А мы, звено катеров, — как на ладони посредине бухты. Но, пока хватились немцы, пока их батареи открыли огонь, мы уже на полном ходу устремились к выходу, полоснув пулеметным огнем по рейдовым катеркам, спешившим завести боковые заграждения.
А пришли в Ромассаре, и Вьюгин поблагодарил экипажи, и Макшеев на радостях сгреб Серегу Штукина в объятия — ну как же, он, Штукин, и был главным героем ночного боя, со своим-то удивительным зрением, — вдруг как заорет Серега дурным голосом…
Оказалось, шальной осколок достал его на выходе — пробил капковый бушлат, впился под левую лопатку. Как Штукин дотерпел обратный путь? Ну, юнга! Вот так Косопузый!
В армейском медсанбате в ту же ночь осколок извлекли. Двух сантиметров ему не хватило, чтобы войти в сердце Штукина.
В гавани Курессаре становилось тесно: со всей Балтики стягивался сюда москитный флот. По- хозяйски разместилась у причалов бригада траления. Прибывали малые охотники, канонерские лодки, тендера, сетевые заградители. У нас, у пристани Ромассаре, толпились торпедные катера. И за эту тесноту, за возникшее в ту осень легкомысленное пренебрежение к противнику (к победе дело идет, к победе!) были мы наказаны. Утром однажды в конце октября небо вдруг наполнилось громом, из облаков вынырнули «юнкерсы» и понеслись на гавань. Всполошенно, с опозданием захлопали зенитки, но упущенные ими минуты обернулись бедой: бомбовыми взрывами сильно повредило несколько катеров, в том числе один из вьюгинского звена. Побило осколками их экипажи. Серьезное ранение получил старший лейтенант Крикунов: обе ноги перебило. Его и других раненых увезли в Курессаре.

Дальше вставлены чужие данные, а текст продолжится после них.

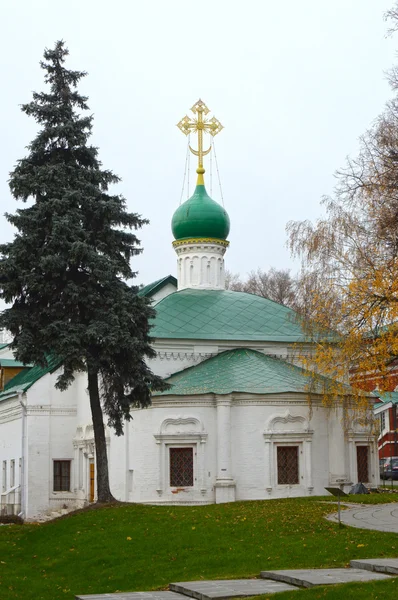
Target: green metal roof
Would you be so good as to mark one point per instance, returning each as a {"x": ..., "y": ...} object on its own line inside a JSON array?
[
  {"x": 240, "y": 370},
  {"x": 26, "y": 378},
  {"x": 224, "y": 315},
  {"x": 152, "y": 288},
  {"x": 200, "y": 216},
  {"x": 10, "y": 362},
  {"x": 386, "y": 397}
]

Незадолго перед праздниками Вьюгин подозвал меня после утреннего проворачивания механизмов:
— Говорят, в Курессаре работает почта. Вот тебе деньги, Борис, отправляйся, найди почту и пошли перевод. Тут шестьсот. Вот адрес. И заодно разыщи армейский госпиталь, зайди Крикунова проведай. Ясно? — Он сунул мне в руку небольшой сверток.
Сыпался мелкий твердый снег. Лужи, покрытые первым, еще тонким ледком, хрустели у меня под сапогами. Вот и зима опять, думал я, застегивая бушлат доверху и поеживаясь от колючего ветра. А война все не кончается, будь она проклята!
Я шел по грунтовой дороге в Курессаре, мимо безлюдных островерхих домиков, под качающимися на ветру ветками деревьев, и было мне зябко и грустно, — ну, вы понимаете, почти два месяца живу без Светкиных писем. А разве можно жить одними только десантами, одной войной?
Попутный армейский грузовичок подбросил меня до города, и почти сразу я увидел на стене двухэтажного дома, среди многих наспех намалеванных стрелок и номеров частей, синюю стрелку с буквами «В. Г.», что, несомненно, означало «военный госпиталь». Я пошел узкой улицей, дома почти сплошь были деревянные на высоких каменных цоколях, и с какого-то перекрестка взору открылась гавань. У причалов качали мачтами корабли, их было много — малых и разных.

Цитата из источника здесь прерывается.